Bake for approximately 40 minutes until the tortillas on top are crispy and the cheese is golden.

Take out of the oven and let rest for about 10 minutes.  Use a knife to cut through and a spatula to lift to the plate.  Serve with a salad, and you have supper!  This makes 8 good-sized portions.

Monday Musings: Black Friday and Moving

As of yesterday, I finally finished moving my “stuff”.  Weeding out and tossing away wasn’t as easy or probably as successful as I had hoped it would be, although I did take one good carload of donations to the Salvation Army on Saturday morning.

Even though I thought that the movers had taken a lot of my smaller items along with the furniture and other big pieces almost two weeks ago, the quantity of “the rest” was–though not more than I had anticipated–time-consuming to gather, box, carry, load, and haul.  Even with the items given away and thrown away, a lot of what I have–when it comes to moving it–is just “stuff”.

Good enough reason–that while I was finishing up lugging all this personal “stuff” over these last few days–not to be in the least bit attracted by Black Friday and other holiday sales.  It’s a little like over-indulging in Thanksgiving turkey and all the trimmings, and then not wanting to have anything to do leftovers the next day.  There’s no temptation for me to go out and buy anything–sale or no sale–just to add to the stuff that I already have.

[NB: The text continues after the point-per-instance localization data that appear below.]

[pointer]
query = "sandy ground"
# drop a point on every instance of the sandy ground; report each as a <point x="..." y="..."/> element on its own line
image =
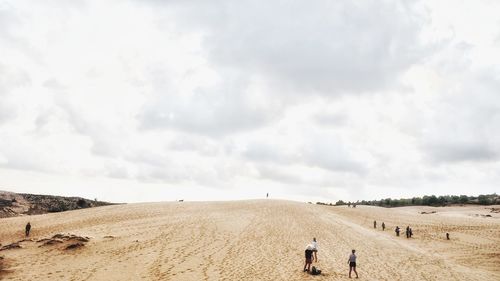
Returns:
<point x="254" y="240"/>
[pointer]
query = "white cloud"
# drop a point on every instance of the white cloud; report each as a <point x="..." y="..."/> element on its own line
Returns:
<point x="324" y="100"/>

Of course, I have many unpacked boxes.  I was asked to take some pictures of my house, and post some on here, but, alas, I have no idea where the USB cord for my camera is.

So here I am at work, taking a break.  It’s actually a chilly fall day here in Houston.  I love the view of downtown Houston from my office (even though because a lot of the buildings near the bayou are older,  it may not be a shot the Houston Chamber of Commerce would use for marketing).  And, yes, though not as long, nor as dramatic as many other parts of the country, a change in seasons, when some of the trees show their vibrant colors, does come to the Bayou City.